FDW plugin quality varies (some of them can't push down all predicates or JOINs) but it's definitely an interesting way to think about accessing data. We also added a lot of scaffolding around foreign data wrappers in our open-source tool [2] that makes it easy to add a FDW-managed data source to a PostgreSQL instance.

[0] https://www.splitgraph.com/blog/data-delivery-network-launch

[1] https://www.tylertech.com/products/socrata

[2] https://www.splitgraph.com/blog/foreign-data-wrappers

Then you might be even more surprised to find out that Foreign Data Wrappers are Postgres' implementation of the ANSI SQL standard extension known as "SQL/MED" [1], where MED stands for "management of external data".

I spent a number of years working on a data federation/virtualization engine - and SQL/MED is very much related to that.

It's actually a relatively unknown topic by many software/data engineers I have worked with, but things like GraphQL federation (example, Apollo GraphQL) or some of the more popular tools such as Presto, Dremio, Denodo, etc.) are where more advanced versions of this are today.

SQL/MED and what Postgres can do is quite cool, but just know that any time you have system boundaries you cross (e.g. between heterogenous systems), things like joins, data types, and many other things becoming a bit more difficult - or you just have to think about them more. But very cool tech.

I've used SQL/MED in Postgres, FDW, linked servers in SQL Server, database links in Oracle, and more advanced virtualization/federation engines also.

If you haven't been exposed to this area before, highly recommended as another tool to know about for the toolkit.

[1] https://en.wikipedia.org/wiki/SQL/MED

There are generally two classes for FDWs: Postgres<->Postgres and Postgres->Everything else.

The first one is generally suitable for production and is very useful for sharded Postgres when you want to communicate across shards without having to go back out through the application.
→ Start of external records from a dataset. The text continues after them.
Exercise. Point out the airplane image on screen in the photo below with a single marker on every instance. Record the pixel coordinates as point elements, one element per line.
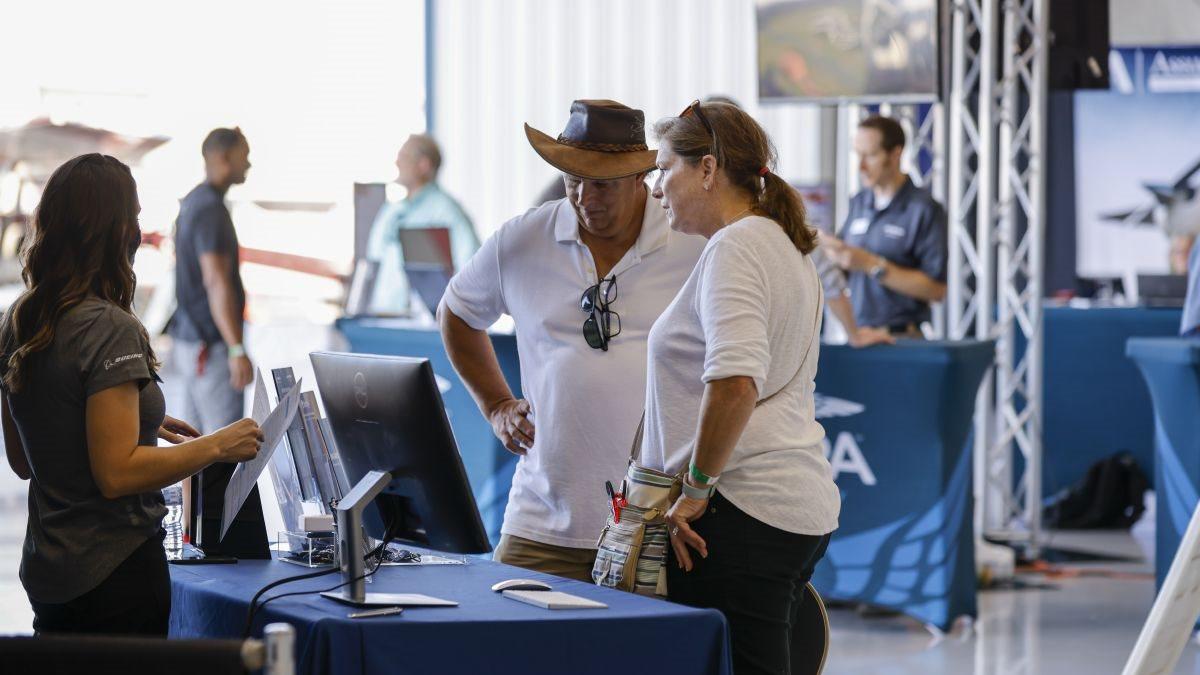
<point>1174,207</point>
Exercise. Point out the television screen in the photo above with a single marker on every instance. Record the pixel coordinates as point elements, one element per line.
<point>847,49</point>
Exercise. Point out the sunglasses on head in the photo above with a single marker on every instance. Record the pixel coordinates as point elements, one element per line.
<point>598,329</point>
<point>703,120</point>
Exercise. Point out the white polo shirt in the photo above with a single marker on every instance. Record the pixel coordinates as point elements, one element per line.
<point>586,402</point>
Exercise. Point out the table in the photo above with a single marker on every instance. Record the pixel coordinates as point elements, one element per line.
<point>489,465</point>
<point>1171,368</point>
<point>1095,404</point>
<point>486,633</point>
<point>898,423</point>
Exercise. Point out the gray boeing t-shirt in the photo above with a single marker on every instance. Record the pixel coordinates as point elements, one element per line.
<point>77,537</point>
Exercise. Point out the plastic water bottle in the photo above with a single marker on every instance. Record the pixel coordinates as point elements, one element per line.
<point>174,521</point>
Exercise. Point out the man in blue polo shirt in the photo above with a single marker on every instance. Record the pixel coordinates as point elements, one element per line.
<point>894,243</point>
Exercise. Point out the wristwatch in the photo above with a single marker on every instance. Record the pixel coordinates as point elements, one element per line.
<point>706,484</point>
<point>694,493</point>
<point>880,269</point>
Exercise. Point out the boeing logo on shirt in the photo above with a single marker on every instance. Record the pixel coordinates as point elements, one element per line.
<point>119,360</point>
<point>844,453</point>
<point>443,383</point>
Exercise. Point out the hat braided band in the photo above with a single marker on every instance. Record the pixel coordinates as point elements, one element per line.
<point>604,147</point>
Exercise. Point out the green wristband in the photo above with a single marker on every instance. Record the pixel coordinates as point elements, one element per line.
<point>700,476</point>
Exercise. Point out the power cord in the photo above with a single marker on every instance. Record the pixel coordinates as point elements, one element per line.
<point>377,553</point>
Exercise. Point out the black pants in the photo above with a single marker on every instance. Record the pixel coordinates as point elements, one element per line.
<point>755,575</point>
<point>135,599</point>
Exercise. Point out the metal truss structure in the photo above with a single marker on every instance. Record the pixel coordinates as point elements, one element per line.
<point>982,154</point>
<point>995,204</point>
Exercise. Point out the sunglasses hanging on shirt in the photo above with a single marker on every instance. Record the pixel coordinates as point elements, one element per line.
<point>598,329</point>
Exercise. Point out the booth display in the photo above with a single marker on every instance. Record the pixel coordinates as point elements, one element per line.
<point>1171,368</point>
<point>898,424</point>
<point>898,432</point>
<point>1095,402</point>
<point>485,633</point>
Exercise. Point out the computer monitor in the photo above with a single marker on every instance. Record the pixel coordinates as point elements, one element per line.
<point>387,414</point>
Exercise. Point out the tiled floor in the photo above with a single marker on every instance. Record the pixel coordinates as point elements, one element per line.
<point>1085,625</point>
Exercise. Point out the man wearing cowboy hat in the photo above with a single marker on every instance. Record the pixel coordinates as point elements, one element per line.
<point>583,278</point>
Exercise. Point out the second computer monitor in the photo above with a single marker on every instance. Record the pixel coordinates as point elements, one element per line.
<point>387,414</point>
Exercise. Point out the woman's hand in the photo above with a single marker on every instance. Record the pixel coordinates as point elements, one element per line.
<point>177,430</point>
<point>684,511</point>
<point>239,442</point>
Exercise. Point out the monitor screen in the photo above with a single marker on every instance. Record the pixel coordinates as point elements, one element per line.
<point>387,414</point>
<point>847,49</point>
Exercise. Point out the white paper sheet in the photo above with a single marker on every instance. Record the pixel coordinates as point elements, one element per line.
<point>274,426</point>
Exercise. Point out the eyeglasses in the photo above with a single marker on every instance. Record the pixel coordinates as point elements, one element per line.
<point>594,302</point>
<point>700,114</point>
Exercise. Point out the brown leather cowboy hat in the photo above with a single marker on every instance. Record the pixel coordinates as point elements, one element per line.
<point>603,141</point>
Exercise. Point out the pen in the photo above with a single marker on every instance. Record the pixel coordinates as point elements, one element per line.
<point>371,613</point>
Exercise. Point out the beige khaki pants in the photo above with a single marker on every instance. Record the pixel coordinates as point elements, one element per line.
<point>559,561</point>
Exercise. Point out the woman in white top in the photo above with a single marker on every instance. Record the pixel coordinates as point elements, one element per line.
<point>730,386</point>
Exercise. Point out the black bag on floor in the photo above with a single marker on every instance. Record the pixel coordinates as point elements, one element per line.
<point>1109,497</point>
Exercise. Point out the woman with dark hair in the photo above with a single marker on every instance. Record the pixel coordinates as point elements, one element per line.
<point>82,413</point>
<point>730,386</point>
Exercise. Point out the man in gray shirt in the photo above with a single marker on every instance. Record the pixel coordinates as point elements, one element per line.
<point>208,354</point>
<point>894,243</point>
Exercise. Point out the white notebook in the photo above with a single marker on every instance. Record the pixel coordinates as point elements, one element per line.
<point>553,599</point>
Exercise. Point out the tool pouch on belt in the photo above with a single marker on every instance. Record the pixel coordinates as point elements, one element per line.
<point>633,548</point>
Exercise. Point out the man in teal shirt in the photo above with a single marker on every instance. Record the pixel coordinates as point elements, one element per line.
<point>425,205</point>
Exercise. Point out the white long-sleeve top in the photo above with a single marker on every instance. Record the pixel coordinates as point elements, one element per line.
<point>750,308</point>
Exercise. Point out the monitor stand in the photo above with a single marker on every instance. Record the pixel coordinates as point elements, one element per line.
<point>349,547</point>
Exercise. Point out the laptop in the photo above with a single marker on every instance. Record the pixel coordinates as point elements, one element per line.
<point>427,262</point>
<point>1162,290</point>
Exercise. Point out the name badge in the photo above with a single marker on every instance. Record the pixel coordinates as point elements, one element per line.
<point>858,226</point>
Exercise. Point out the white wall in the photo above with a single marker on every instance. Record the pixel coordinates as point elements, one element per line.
<point>499,64</point>
<point>1155,23</point>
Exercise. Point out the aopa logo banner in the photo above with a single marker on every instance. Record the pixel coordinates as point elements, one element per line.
<point>844,453</point>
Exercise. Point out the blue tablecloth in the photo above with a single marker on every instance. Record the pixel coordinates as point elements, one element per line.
<point>486,633</point>
<point>1095,404</point>
<point>489,465</point>
<point>1171,368</point>
<point>898,423</point>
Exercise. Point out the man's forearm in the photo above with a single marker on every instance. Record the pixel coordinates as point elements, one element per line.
<point>913,282</point>
<point>225,311</point>
<point>473,358</point>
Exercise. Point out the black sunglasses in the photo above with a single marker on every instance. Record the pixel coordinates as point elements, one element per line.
<point>703,120</point>
<point>598,329</point>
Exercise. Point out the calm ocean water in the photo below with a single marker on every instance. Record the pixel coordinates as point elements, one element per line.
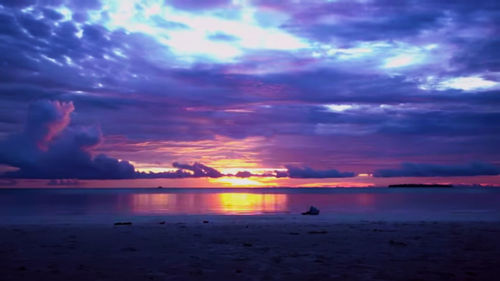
<point>73,205</point>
The second one's mileage really varies. Some implementations might or might not be prod ready or mig target only specific version combinations. Can be very useful for data engineering or analytics use cases for quick ETL into a staging database. Or for data migrations between database vendors.

This could be of interest to you:

Ville Tuulos - How to Build a SQL-based Data Warehouse for 100+ Billion Rows in Python

PyData SV 2014 - In this talk, we show how and why AdRoll built a custom, high-performance data warehouse in Python which can handle hundreds of billions of data points with sub-minute latency on a small cluster of servers. This feat is made possible by a non-trivial combination of compressed data structures, meta-programming, and just-in-time compilation using Numba, a compiler for numerical Python. To enable smooth interoperability with existing tools, the system provides a standard SQL-interface using Multicorn and Foreign Data Wrappers in PostgreSQL.

https://www.youtube.com/watch?v=xnfnv6WT1Ng

I definitely think they are used in production though I haven't tried it myself.

But I can find ancedots of people using it production on the web[1].

1: https://carto.com/blog/postgres-fdw/

Currently using this one https://github.com/pramsey/pgsql-ogr-fdw for an image migration project. Using it to pull image metadata thru ODBC. While it's primary design is for GIS data, it works well for any ODBC database.
Here's a great list of Postgres FDWs: https://wiki.postgresql.org/wiki/Foreign_data_wrappers

I had no idea PG has native FDWs for Twitter and S3. That's pretty awesome.

It's been used quite a lot, especially when dealing with legacy databases or having to support multiple databases with a single codebase.

There is one concern though. Both Google Cloud SQL and AWS RDS support only postgres_fdw, so one should manage their own storage, cluster and backups.

I've written a DB2 FDW that is used in production. Not as good as direct access of course, but very practical still.